I spent a couple of hours this week as part of a focus group for Portland adult alternative radio station KINK.FM. There were about 18 of us, and I found it to be a very interesting experience. Having worked in radio for more than 25 years (I left the industry in 2002), it was interesting to experience being on the ‘other side’ for once.
I’ve seen focus groups, read about them, helped form them…but never been on the other side of the coin.
We were asked a lot of questions about our favorite stations, fave music, likes and dislikes about the station. All the stuff you might expect. For 90 minutes the facilitator guided us through a number of topics, while KINK’s Program Director scribbled notes quietly.
To the radio station, each of us represented thousands of their listeners or potential listeners, so they listened closely to what we had to say.
Do you do any market research in your industry? If you’re a professional speaker, do you take time to find out what your audience wants? Do you ask them what they DON’T like? Do you ask them what’s missing?

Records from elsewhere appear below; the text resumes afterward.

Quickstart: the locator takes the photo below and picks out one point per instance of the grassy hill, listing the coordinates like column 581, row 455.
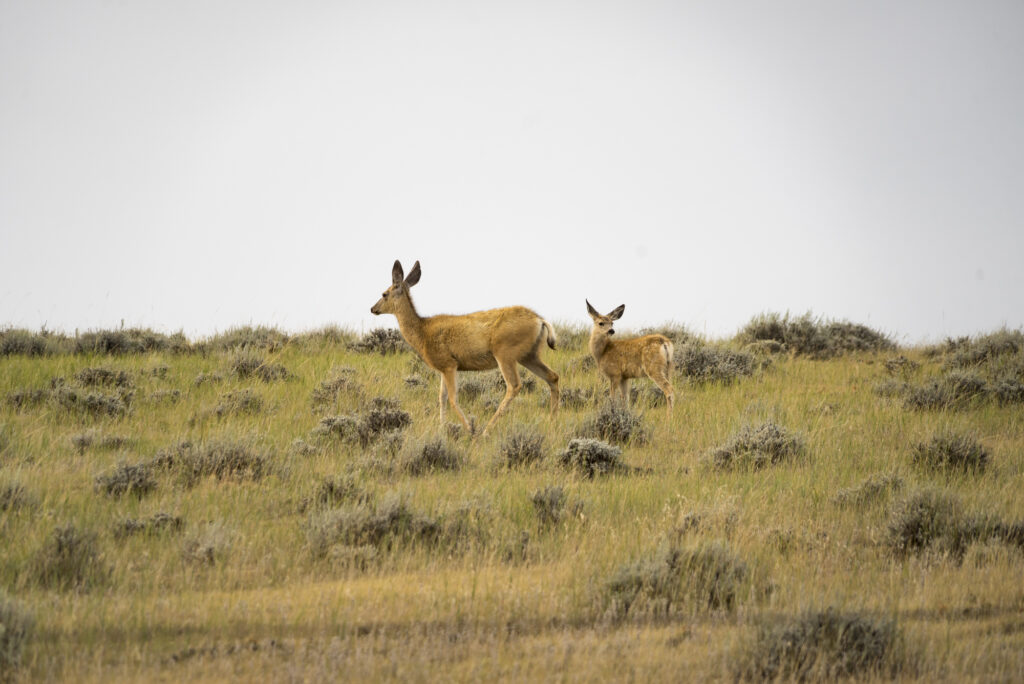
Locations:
column 259, row 505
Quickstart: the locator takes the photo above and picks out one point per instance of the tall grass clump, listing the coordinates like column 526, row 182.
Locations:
column 815, row 338
column 708, row 576
column 821, row 646
column 16, row 626
column 757, row 447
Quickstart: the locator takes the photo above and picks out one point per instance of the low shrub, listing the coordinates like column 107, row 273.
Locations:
column 223, row 460
column 71, row 559
column 102, row 377
column 420, row 458
column 820, row 646
column 382, row 341
column 706, row 364
column 873, row 488
column 812, row 337
column 593, row 457
column 757, row 447
column 947, row 452
column 157, row 523
column 708, row 576
column 521, row 446
column 16, row 626
column 615, row 423
column 136, row 480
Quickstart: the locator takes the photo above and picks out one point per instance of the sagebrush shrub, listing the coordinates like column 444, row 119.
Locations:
column 947, row 451
column 71, row 559
column 136, row 480
column 16, row 626
column 757, row 447
column 708, row 576
column 820, row 646
column 593, row 457
column 521, row 446
column 615, row 423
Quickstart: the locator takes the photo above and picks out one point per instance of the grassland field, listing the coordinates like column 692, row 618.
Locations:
column 289, row 508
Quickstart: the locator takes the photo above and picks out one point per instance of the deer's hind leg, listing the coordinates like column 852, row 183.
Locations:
column 541, row 370
column 512, row 387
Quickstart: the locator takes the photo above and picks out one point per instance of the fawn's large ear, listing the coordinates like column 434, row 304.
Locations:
column 414, row 275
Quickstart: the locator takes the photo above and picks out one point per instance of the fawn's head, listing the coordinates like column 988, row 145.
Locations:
column 388, row 303
column 603, row 324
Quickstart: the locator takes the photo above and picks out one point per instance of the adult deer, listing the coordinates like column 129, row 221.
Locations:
column 479, row 341
column 621, row 360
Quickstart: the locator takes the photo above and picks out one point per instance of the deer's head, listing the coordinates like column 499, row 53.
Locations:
column 398, row 291
column 603, row 324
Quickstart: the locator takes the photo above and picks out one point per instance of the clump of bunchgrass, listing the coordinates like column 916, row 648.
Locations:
column 420, row 458
column 705, row 578
column 521, row 446
column 222, row 460
column 16, row 626
column 593, row 457
column 615, row 423
column 702, row 362
column 70, row 559
column 155, row 524
column 948, row 452
column 382, row 341
column 756, row 447
column 876, row 487
column 134, row 479
column 820, row 646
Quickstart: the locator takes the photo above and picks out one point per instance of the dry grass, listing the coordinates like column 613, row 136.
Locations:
column 268, row 550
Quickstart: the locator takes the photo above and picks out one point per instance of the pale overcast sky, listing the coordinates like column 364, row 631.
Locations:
column 197, row 165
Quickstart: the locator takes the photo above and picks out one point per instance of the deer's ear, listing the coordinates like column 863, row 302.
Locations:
column 414, row 275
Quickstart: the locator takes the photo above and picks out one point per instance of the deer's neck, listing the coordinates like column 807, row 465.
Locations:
column 411, row 324
column 598, row 344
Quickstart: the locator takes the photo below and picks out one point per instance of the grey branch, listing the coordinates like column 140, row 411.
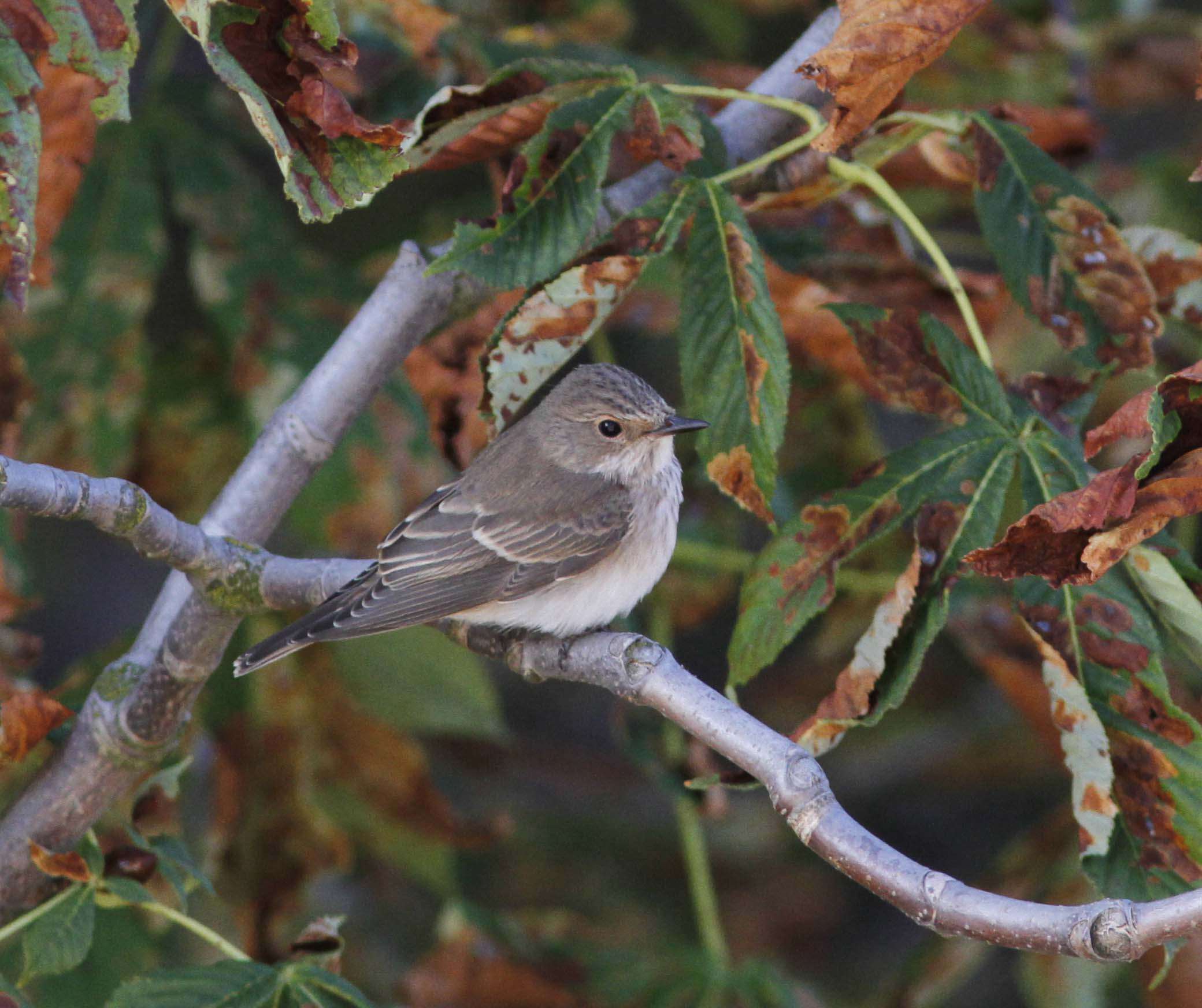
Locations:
column 133, row 716
column 641, row 672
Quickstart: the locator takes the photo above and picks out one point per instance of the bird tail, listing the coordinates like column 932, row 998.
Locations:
column 319, row 625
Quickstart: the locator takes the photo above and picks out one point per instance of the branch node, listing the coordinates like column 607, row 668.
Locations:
column 933, row 885
column 1111, row 935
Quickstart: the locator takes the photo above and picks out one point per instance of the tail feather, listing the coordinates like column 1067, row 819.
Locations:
column 316, row 626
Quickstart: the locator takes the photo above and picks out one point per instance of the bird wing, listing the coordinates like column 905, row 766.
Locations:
column 454, row 554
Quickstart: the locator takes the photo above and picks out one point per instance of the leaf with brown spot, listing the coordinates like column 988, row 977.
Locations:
column 732, row 473
column 68, row 864
column 467, row 123
column 25, row 718
column 292, row 69
column 665, row 129
column 552, row 323
column 1086, row 750
column 793, row 577
column 903, row 369
column 878, row 47
column 1062, row 255
column 733, row 361
column 856, row 685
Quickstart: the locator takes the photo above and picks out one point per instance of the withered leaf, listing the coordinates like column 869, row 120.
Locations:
column 877, row 49
column 25, row 718
column 855, row 686
column 1077, row 537
column 68, row 864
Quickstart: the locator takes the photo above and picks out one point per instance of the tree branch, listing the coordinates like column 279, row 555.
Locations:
column 641, row 672
column 135, row 711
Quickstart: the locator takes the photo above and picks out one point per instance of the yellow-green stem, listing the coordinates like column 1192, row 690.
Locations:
column 854, row 171
column 29, row 917
column 205, row 934
column 813, row 118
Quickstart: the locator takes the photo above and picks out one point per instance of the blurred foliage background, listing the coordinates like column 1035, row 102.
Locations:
column 492, row 842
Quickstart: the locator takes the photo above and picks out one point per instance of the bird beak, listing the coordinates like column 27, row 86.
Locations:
column 678, row 425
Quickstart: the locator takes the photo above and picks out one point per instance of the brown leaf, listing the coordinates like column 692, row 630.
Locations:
column 877, row 49
column 1077, row 537
column 468, row 971
column 25, row 718
column 906, row 373
column 1110, row 277
column 66, row 864
column 1148, row 807
column 1178, row 392
column 651, row 141
column 855, row 687
column 1063, row 131
column 733, row 475
column 445, row 375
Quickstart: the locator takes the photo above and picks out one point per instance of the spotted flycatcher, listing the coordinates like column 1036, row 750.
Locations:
column 562, row 524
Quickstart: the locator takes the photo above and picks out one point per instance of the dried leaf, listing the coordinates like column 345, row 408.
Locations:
column 1086, row 751
column 1077, row 537
column 877, row 49
column 856, row 685
column 25, row 718
column 68, row 864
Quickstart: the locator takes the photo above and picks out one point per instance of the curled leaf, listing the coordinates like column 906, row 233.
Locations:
column 68, row 864
column 877, row 49
column 25, row 718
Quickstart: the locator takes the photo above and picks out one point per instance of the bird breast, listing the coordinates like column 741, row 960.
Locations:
column 611, row 588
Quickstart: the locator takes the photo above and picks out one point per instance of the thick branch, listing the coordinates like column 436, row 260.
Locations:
column 644, row 673
column 133, row 715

KINK.FM did all that and more. They fed us and gave us free CD’s and bumper stickers, too!
Now…here’s your task: can you use a tradeshow as a focus group of sorts? If so, how?

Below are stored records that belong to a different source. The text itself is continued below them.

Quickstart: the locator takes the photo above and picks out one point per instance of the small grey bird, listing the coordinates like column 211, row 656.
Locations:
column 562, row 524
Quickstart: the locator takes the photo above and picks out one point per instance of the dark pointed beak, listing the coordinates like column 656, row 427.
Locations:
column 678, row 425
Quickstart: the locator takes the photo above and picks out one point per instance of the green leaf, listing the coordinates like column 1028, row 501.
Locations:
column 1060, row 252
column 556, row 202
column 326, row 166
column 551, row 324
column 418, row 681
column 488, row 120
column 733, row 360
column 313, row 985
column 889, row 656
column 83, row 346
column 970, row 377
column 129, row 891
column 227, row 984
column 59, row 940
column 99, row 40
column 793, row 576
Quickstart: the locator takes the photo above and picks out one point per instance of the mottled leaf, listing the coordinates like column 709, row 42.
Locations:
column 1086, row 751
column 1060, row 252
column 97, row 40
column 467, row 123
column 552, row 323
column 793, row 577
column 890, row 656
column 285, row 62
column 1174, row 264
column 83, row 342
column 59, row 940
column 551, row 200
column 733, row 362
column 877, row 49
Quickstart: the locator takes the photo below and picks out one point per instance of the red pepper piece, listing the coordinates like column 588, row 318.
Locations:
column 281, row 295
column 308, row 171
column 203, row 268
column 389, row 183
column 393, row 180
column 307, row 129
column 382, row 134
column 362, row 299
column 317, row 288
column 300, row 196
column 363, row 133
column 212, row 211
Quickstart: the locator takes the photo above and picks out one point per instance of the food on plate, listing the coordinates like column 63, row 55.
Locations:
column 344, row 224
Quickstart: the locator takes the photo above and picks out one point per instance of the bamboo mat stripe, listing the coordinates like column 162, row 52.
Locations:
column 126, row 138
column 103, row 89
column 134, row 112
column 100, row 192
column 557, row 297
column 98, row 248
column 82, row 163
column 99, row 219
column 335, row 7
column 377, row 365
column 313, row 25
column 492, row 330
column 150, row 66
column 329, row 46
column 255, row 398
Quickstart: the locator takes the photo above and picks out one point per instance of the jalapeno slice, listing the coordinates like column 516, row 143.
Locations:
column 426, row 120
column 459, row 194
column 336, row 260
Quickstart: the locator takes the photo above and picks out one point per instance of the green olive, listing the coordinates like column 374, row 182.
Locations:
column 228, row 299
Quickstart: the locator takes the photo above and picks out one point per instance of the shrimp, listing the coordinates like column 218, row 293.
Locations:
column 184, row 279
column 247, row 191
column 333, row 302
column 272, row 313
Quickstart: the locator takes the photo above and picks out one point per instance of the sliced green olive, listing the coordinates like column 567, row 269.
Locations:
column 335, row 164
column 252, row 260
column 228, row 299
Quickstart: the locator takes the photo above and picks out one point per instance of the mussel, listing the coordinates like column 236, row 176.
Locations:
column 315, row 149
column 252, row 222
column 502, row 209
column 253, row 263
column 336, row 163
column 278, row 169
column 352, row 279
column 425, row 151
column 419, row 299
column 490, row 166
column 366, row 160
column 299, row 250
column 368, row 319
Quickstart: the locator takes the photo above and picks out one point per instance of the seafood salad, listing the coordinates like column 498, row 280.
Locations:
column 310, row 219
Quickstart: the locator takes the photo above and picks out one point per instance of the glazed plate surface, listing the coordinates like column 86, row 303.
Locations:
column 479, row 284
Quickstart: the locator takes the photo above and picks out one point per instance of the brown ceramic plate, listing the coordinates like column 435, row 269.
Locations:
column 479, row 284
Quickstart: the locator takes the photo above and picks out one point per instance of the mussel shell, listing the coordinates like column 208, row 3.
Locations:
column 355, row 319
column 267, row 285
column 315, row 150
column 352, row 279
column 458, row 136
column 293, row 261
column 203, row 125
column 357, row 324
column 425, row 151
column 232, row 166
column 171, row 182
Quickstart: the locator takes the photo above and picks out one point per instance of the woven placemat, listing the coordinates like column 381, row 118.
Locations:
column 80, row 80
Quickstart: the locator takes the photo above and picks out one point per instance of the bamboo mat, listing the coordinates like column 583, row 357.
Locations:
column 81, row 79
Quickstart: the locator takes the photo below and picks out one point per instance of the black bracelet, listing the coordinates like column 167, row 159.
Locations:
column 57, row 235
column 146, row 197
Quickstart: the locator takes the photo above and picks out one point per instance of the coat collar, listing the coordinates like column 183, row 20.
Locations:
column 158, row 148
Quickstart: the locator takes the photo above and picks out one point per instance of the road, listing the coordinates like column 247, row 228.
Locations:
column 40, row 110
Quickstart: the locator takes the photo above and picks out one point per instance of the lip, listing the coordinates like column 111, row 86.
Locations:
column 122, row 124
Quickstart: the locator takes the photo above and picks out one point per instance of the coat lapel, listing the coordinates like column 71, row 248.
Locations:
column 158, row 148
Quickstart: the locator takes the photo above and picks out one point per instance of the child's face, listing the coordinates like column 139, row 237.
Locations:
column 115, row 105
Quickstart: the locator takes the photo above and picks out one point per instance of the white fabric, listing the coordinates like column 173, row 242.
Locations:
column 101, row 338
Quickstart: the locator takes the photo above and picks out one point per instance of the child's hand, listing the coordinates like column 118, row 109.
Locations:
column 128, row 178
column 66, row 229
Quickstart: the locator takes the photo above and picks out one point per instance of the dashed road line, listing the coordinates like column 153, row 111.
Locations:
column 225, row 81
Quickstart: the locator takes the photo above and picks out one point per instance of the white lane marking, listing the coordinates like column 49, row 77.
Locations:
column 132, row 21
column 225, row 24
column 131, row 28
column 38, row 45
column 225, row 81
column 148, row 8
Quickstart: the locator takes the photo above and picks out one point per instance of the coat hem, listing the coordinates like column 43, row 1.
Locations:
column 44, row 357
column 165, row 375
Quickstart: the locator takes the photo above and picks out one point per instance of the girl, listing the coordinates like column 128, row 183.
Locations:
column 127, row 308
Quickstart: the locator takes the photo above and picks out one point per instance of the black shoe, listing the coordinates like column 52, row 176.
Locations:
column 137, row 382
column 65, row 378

Would you have a short questionnaire that you can use to engage booth visitors? Can you set up a short demo of a new product and get their reaction? Can you show them mockups of a half-dozen proposed ads that your ad agency has conjured up? Should you bother to waste their time with annoying questions like ‘what do you think of this…?’?
Of course you can. You’re paying good money for your booth space. You have an audience of people that are interested in your industry – and probably your products – or they wouldn’t have paid to attend the show.
So take advantage of the situation. Set up your own series of mini focus groups during the show, and mine them for useful information.